--- Leonie Haimson
Isn’t It Obvious?
August 8, 2010
August 8, 2010by mariasalleeI recently finished reading Diane Ravitch’s book, The Death and Life of the Great American School System. I am pleased and grateful that she shares so many of the opinions I have long held about how we’re going down the wrong path in “reforming” our educational system. Moreover, she provides research to support her views and, of course, she has years of experience working as a policy-maker, things that make her voice carry a bit more weight than mine. To a teacher, much of what she is saying is obvious. Those of working us in the country’s urban schools have seen a great deal of truly needy families, squandered opportunities, punitive action against teachers, and woeful mismanagement. While I was reading Ravitch’s book, I realized that it is probably not obvious to people on the outside looking in. Like any insider, educators get so accustomed to the way things are that we take the truths we live with for granted.
Read this great piece in full at: http://failingschoo
Ed Notes commentary:
When I started reading Diane's book I also thought: Isn't it obvious? And why wasn't it obvious to as an astute observer as Diane? And maybe it is mariasallee's point -
I might liken it to working in the trenches: you can’t know what it’s really like unless you’ve been there and those of us who have been there will never have the same perspective on the world again.
But by being in the trenches she means for a significant amount of time. I think that is one of the ideas behind Teach for America - be able to make the claim you were in the trenches but not long enough to "never have the same perspective on the world again." In other words, get them out of the trenches and into policy making ASAP before they are contaminated. One of the very best people working in GEM is a TFA alum and those that stay in the trenches will become anti ed deform.
One of the issues not being touched in the blog post is the insane attempt to make everyone accountable and the fear that to challenge this concept is a blasphemy.
I was a the Yankee game last week (more important than seeing Alex' 600th was getting $5 senior citizen seats and getting seated in the lower grandstand between third and home - seats that go for $250 - but I almost spend that much on food.)
I went with a teacher who I met a few years ago when he saw a copy of ed notes. He is a 10 year teacher on his 4th career - a senior citizen. He is an a school that is closing and has been an ATR for a few years. He also went off on the accountability kick- maybe it was his other careers.
I told him how in my early career when it came time to make a decision on a child - leave back or not , etc. the teacher had a role to play - our judgement counted.
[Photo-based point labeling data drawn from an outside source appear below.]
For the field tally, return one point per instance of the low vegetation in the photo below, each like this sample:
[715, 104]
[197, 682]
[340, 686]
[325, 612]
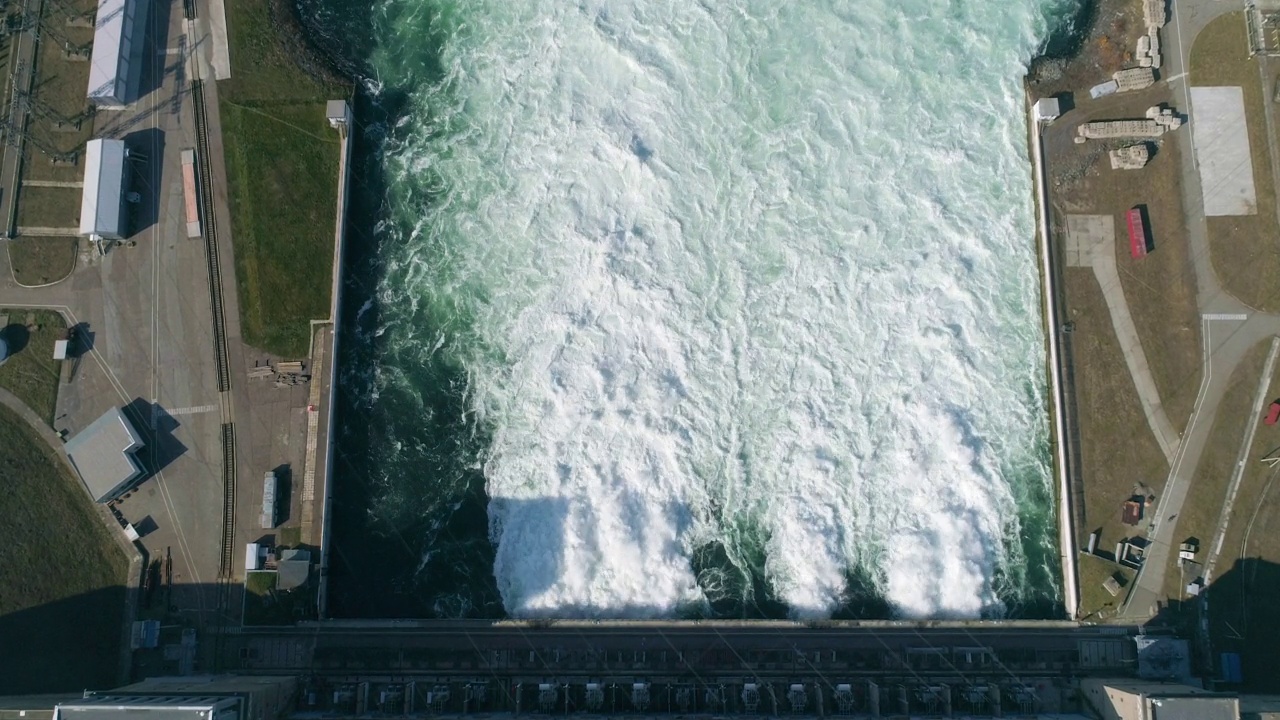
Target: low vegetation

The supervisors - all of whom had to do a stint of teaching and had experienced the trenches - and the teachers - were often on the same page. He got all excited and insisted I should have to show empirical data to make my case. I kept saying, "What about the judgement of a pro? Why isn't that good enough? Are people in every job being held to the same type of measured accountability as being asked of teachers? I don't believe it."
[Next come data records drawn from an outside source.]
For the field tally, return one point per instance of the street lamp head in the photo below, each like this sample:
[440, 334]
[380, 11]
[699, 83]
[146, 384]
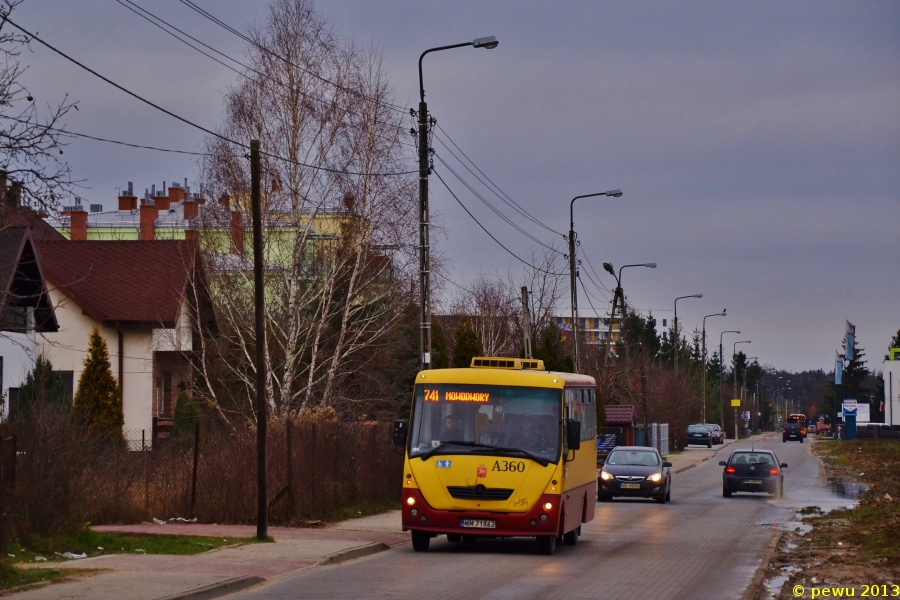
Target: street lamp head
[490, 42]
Things began to change way before BloomKlein - actually with the advent of the local districts where a political system of choosing principals - akin to today - replaced the old civil service system. I won't try to make a case for that system - but old timers will say that schools have not been as effectively run since then. But then again you have that accountability thing - there were many problems with students in certain populations.
The BloomKlein and ed deform business models squarely place the blame on the educators for failures. We need to hold people accountable - except for the ed deformers of course. So we are in the third iteration of management and this is proving to be the worst.
What will be the next step after a generation? Bob Herbert - who has supported ed deform while lamenting attacks on workers (teachers don't count) talks about the drop in college grad rates (when are the colleges going to be held to that metric - close them down and open charter colleges?)
Rather than real solutions with money going to support students and teachers instead of accountability, very unlikely in an increasing economic downturn (see Krugman today and check out Gary Shteyngart's novel "Super Sad True Love Story") we will end up with a privatized school system where no one except teachers are accountable.
How to stop this? Join the resistance.